Just Shoot Me Now
Cripes ... I just found out that I have to chaperone the high school's Homecoming dance.
Just when I thought that I was out, they pull me back in!
I cannot even remember the last dance that I had attended -- one when I was sober!
I remember my last high school dance of my senior year, somewhat vividly. All of us guys were all set to camp at the river that night near Mike's house, so I "stole" a 12-pack of beer from the cafe that I worked at and decided to have a little pre-dance party before we rolled in and crashed the joint.
Again, my life is complete drama. At that time, I was "dating" an extremely high-maintenance girl during a part of my senior year. During school that day, prior to the dance itself, I had asked her if she was going.
Tony: Are you going to the dance tonight?
Her: No, I'm visiting friends in a nearby town instead. Why? Are you going?
Tony: Yeah, probably.
But, of course, during that period of time in between the conversation and the dance itself, we decided to finish off a 12-pack of whatever-it-was and I had decided not to go to the dance because the ol' "battle-axe" wasn't going to be there anyway.
With enough liquid courage, we decided to make the trip into town anyways -- arriving around 11:00 in the evening with an hour left to go. We snuck into a side door into the gym and I was immediately gang-raped by a group of people telling me that so-and-so was looking for me. Well, about a second after recovering from the swarm-fest, I was literally yanked off my feet and dragged out onto the dance floor and was blasted by questions about where I was at.

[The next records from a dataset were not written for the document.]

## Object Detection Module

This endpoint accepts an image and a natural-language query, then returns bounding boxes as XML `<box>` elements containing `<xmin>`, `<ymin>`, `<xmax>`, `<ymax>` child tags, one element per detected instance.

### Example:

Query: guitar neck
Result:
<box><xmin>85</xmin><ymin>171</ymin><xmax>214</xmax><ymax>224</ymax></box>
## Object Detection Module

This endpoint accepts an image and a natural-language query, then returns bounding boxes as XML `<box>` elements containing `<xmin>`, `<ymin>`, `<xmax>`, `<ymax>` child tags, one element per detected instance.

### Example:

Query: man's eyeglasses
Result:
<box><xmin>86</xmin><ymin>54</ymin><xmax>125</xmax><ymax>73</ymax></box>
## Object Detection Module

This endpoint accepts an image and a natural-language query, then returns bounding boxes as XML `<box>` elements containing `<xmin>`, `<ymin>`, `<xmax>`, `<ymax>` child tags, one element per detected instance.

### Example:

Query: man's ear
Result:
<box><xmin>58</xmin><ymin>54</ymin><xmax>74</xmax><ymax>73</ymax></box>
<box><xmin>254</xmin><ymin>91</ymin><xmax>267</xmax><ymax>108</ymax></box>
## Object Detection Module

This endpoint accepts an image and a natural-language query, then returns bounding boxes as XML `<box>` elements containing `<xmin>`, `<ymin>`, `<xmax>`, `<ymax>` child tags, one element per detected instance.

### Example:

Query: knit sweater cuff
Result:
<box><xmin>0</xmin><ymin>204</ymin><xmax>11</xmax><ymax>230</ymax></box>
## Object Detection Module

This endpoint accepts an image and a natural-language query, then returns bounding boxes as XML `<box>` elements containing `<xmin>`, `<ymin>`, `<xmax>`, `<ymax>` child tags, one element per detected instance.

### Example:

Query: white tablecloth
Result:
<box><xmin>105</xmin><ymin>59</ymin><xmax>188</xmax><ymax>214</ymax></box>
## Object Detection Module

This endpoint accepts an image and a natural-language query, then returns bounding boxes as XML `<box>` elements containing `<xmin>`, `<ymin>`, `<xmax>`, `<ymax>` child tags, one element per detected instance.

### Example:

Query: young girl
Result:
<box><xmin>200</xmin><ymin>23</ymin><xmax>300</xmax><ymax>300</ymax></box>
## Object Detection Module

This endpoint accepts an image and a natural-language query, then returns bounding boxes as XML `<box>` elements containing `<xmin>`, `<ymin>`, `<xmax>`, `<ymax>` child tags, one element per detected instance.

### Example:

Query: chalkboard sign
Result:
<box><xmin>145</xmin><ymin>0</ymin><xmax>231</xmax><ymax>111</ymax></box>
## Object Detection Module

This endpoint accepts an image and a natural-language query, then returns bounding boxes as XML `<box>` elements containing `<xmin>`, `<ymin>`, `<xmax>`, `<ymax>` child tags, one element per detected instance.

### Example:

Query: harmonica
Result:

Her: Where the hell were you? You said you were going to be here!
Tony (barely breathing): You said you weren't going to be here!
Her: Yeah, well ... I changed my mind!
Being half-drunk, I did the best I could. Her and I finished out the dance the best we could and I extended the invitation for her to come to the campsite that night. Stories were afloat about what had actually happened in the tent that night, but mind you, I was a gentleman and did not do a thing. Hopefully after 10 years, I can finally quash that rumor!
But for now, being an old fart at 28 years of age, I get to be one of those old fogeys who stands back along the wall in the gym, making sure that the teenagers don't "bump-n-grind" and do all that. Will I stop them? Hell, no. If they want to do it, be my guest. I'm not getting in between all that.
But, man! A dance ... I just might have to make a stop at the bar before I hit that dance up, just to take the edge off! Who am I kidding? ... I'd better settle down -- I'm not my brother!
I'll pull the "Nick Lachey" and keep a counter on me and see how many of these high school ladies ask me to dance ... now this'll be interesting!